I wanted static configuration to manage my infrastructure. Declarative infrastructure means that in a few months / years if I revisit this project, I don’t have to remember which sequence of actions I took in the AWS Console to build my house of cards. I’ve used AWS’s CloudFormation before, but wanted to give Terraform a try for this project. I’m a fan!
I’ve built the scaffolding and have API Gateway / Lambda / Custom Domain infrastructure set up. I also have a code build / deployment flow set up. I store build artifacts in S3 and deploy them with Terraform. Here’s a working Terraform-managed endpoint: https://api.suczewski.com/v0/hello-world. Working on getting the rest of the content in this article into Terraform too.

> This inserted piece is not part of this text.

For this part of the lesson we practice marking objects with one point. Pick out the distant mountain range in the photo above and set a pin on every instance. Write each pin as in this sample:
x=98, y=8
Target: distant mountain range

I’ve been running this system for 6 months and it has been fun! The next frontiers for continued development are:
- insights: learn! build more sophisticated data exploration / querying / export tools. Now is the fun part - what can we discover?
- visualization: build cool visualizations around all the data I’m tracking - song, artist, & album listening history. Infinite possibilities. A few in mind!
- open source: clean the code up & open source it
- scale: consider super-scalable solution. Do not hit DynamoDB from frontend. Only support S3 data exports.
- scale: scale the system so that it can support O(1000) users 1) with infrastructure costs at ~$10 / month and 2) without Spotify throttling me
- bugs: fix empty thumbnail images, occasionally empty rows
In all likelihood, I will move on to other projects and just do the first two at some point later - ad-hoc querying & visualization as data continues to flow in. The insights, visualizations, and good memories are why I started the project so I will likely spend more time on that, the fun part! Article with cool visualizations and findings at some point. I may also pursue the super-scalable, S3-only solution.